Ever been a clinical instructor?

Nurses General Nursing

Published

Been considering looking into this for some side work. I'm talking about the type of clinical instructor that oversees the students at their clinical days for school. What are the pros and cons to this??

Specializes in Trauma, Teaching.

Pros: extra cash, good refreshing of your own skills, not so much stress on your back (lots less lifting), get to meet new and eager "youngsters", and when hiring time comes along, you know which people to recommend to your manager, and which to avoid. Enriching experience if you like teaching. I enjoyed most of my clinical groups.

Cons: PAPERWORK, way too much paperwork, grading on your own time, care plans, never enough time for each student on any given day, spend a loooong time passing meds one on one with students (especially the 1st & 2nd semester ones). The patients you picked out for your students and they did all the prep work on either transferred to another unit or got discharged, so you and your student are scrambling for a similar patient/diagnosis. Dealing with floor nurses who don't want students around. Dealing with students who are unsafe, rude and disrespectful (not the whole group but one bad apple.....)

Specializes in LTC, assisted living, med-surg, psych.

I loved being a substitute clinical instructor!
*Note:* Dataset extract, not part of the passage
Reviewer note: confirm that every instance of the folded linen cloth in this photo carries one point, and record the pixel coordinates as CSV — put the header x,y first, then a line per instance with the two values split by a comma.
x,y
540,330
This was back in the day when an associate's degree nurse could work with first-quarter students in the LTC setting. They weren't passing meds yet, they were doing mostly CNA-level work and of course, care plans. Lots and lots of care plans. It was my side gig, and I didn't work all that much, but it was so much fun to see students make connections between what they learned in the classroom and what they saw in clinicals. It also paid better than my "day job", which was in a different facility. A couple of years later the school made the decision to hire only BSNs and up for clinical instructor jobs, so I was out, but I sure enjoyed it while it lasted.